As a candidate, Biden said fighting climate change would create jobs and jump start clean energy industries like wind and solar.
"There is no more urgent crisis facing this nation or the world than the threat posed by climate change," he said in a campaign video. "We can deal with this problem; we just have to act."
But as president, his proposals aimed at breaking America's fossil fuel habit ground to a halt.
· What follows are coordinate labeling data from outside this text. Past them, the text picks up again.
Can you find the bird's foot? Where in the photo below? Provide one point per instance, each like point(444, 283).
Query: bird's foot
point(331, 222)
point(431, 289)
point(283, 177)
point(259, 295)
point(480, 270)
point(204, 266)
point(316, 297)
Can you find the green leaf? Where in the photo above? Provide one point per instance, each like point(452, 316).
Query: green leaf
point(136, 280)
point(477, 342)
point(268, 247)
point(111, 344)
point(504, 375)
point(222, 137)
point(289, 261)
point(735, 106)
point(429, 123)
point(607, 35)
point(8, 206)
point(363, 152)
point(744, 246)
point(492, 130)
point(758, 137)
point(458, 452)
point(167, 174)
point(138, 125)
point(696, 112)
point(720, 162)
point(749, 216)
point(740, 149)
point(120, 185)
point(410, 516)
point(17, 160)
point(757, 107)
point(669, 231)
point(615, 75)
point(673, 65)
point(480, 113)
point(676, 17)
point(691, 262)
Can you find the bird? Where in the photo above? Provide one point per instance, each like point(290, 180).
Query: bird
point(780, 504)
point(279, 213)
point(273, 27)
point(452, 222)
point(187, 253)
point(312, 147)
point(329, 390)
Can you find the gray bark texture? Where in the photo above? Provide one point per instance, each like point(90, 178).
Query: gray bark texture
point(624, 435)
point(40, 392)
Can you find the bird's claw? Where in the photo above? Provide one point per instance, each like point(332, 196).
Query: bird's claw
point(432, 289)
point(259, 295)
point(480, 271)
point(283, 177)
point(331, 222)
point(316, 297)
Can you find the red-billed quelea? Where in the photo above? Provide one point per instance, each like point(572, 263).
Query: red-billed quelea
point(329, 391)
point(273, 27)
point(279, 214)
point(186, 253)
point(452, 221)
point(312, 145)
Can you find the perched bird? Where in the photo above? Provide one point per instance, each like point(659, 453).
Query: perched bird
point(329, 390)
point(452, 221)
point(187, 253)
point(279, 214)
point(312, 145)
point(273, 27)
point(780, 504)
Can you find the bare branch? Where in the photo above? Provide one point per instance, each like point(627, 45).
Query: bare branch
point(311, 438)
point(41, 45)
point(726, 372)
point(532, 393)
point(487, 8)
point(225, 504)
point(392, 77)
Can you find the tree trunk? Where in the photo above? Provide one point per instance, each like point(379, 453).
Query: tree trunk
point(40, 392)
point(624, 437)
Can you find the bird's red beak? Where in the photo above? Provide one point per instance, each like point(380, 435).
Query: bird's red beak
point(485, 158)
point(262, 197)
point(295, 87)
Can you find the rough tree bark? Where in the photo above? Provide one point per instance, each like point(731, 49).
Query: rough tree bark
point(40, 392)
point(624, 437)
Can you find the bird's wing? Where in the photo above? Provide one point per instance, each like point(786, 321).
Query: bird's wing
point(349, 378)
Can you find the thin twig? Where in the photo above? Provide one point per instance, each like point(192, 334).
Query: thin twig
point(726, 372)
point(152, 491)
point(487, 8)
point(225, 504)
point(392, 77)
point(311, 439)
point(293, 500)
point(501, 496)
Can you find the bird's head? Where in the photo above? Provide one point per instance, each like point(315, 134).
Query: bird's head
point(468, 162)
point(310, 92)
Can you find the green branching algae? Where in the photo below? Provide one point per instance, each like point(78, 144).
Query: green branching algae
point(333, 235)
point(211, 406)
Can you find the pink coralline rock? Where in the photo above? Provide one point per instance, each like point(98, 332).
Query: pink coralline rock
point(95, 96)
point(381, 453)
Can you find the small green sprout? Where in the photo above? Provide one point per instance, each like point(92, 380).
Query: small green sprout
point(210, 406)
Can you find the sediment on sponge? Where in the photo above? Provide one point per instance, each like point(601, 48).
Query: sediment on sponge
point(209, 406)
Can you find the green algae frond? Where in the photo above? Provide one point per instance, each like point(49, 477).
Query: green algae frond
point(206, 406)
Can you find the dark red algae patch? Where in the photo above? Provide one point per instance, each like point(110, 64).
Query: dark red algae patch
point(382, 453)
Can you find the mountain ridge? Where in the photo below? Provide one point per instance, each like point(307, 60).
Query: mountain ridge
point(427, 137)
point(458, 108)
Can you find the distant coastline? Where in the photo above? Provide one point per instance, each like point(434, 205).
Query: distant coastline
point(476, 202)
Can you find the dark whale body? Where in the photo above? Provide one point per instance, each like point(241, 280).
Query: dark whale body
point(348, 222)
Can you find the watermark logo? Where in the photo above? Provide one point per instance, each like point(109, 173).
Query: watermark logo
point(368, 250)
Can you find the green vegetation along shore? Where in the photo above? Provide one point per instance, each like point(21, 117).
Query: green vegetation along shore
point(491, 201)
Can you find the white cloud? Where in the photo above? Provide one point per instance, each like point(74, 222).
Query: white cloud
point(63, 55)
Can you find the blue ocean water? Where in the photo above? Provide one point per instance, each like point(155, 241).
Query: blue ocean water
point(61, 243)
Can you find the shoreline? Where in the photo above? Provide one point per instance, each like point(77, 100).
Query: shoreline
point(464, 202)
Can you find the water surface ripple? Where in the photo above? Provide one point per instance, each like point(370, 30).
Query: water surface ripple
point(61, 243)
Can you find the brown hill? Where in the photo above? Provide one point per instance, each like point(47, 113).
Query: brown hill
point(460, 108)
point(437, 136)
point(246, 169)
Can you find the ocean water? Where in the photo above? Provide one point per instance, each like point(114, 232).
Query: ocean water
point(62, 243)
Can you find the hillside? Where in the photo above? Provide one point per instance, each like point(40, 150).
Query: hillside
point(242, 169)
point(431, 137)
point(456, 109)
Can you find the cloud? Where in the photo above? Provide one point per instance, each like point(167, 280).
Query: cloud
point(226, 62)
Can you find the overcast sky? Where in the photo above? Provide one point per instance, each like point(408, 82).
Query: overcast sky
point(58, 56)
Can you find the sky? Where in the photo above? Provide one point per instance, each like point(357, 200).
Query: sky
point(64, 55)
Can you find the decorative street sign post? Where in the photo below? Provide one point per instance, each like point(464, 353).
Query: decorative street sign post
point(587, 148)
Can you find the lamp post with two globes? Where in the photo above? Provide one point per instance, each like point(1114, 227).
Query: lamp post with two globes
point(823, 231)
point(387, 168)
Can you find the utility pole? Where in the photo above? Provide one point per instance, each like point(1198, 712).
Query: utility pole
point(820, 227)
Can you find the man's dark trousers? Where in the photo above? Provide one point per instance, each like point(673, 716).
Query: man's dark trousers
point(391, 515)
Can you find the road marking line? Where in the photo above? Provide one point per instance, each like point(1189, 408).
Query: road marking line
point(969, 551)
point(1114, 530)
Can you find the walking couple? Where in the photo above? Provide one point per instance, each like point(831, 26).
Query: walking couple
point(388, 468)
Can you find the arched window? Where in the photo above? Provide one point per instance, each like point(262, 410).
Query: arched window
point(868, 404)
More than $500 billion in spending in the "Build Back Better" bill was opposed by Senate Republicans and Democrat Joe Manchin.
"I guess I'd like him to say we are going to deal with the climate crisis as the crisis that it is; it's an emergency," said Susan Joy Hassol, director of climate communication.
Climate advocates like Hassol want to see President Biden bring his proposals back to life, including putting a tax on carbon emissions.
"We need to do three things: We need to phase out fossil fuels, we need to deploy clean energy and we need to protect the forests," Hassol said.
President Biden's address to Congress comes days after the release of a new United Nations report that paints a dire picture of a world approaching a point of no return.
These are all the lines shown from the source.